Но балерина уже обрела присутствие духа и грозно рявкнула:
– Я сказала: Люську сюда! Немедленно!
И Митрофанова опрометью кинулась из комнаты. Пронеслась мимо изумленных гостей, отвернулась от подозрительного взгляда Егора Егоровича, ворвалась на кухню. А пока мчалась, думала совсем о неважном – что ей никто не удосужился сообщить отчества домработницы. Называть же пожилого человека Люсей – как-то неудобно...

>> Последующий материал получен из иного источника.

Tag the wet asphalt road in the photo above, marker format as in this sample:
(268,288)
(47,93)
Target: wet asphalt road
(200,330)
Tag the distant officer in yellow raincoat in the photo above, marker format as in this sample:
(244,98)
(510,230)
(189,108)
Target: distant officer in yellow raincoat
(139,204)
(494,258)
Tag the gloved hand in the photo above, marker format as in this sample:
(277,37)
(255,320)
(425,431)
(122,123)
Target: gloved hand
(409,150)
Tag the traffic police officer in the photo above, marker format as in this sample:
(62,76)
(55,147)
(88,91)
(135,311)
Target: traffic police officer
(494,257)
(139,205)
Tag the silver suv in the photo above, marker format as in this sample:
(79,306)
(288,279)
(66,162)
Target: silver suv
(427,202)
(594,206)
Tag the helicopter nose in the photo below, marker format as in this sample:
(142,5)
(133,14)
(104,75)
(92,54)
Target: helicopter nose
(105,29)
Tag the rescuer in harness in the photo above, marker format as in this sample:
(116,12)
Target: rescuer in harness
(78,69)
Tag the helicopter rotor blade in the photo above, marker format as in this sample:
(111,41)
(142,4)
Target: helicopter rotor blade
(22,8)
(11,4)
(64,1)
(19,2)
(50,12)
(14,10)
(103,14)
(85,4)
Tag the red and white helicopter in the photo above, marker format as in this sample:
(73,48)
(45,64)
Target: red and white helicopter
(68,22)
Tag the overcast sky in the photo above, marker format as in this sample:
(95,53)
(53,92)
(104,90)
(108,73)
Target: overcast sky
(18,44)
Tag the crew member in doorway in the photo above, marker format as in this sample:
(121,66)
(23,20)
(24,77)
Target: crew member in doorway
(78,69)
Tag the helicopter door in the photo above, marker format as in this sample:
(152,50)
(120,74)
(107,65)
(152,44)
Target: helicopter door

Впрочем, обращаться к той не пришлось. Домработница, как увидела взволнованную Надю, мгновенно отпрянула от плиты, ахнула:
– Что-то с Лидой?
– Да... то есть нет... – пробормотала Надя. – Она просто просила вас зайти в кабинет... Оттуда, кажется, что-то пропало...
Люся мгновенно бросилась вон. А Влад вдруг стремительно приблизился к Наде и прошептал:
– Быстро иди за ней!
– Зачем? – опешила Надя.
– Надо узнать, что исчезло. – И моляще взглянул на нее: – Пожалуйста! Сделай это для меня!
– Да с какой стати? – пожала плечами Надя. – Тебе нужно – ты и узнавай.
Да уж – странное поведение для человека, который пишет монографию.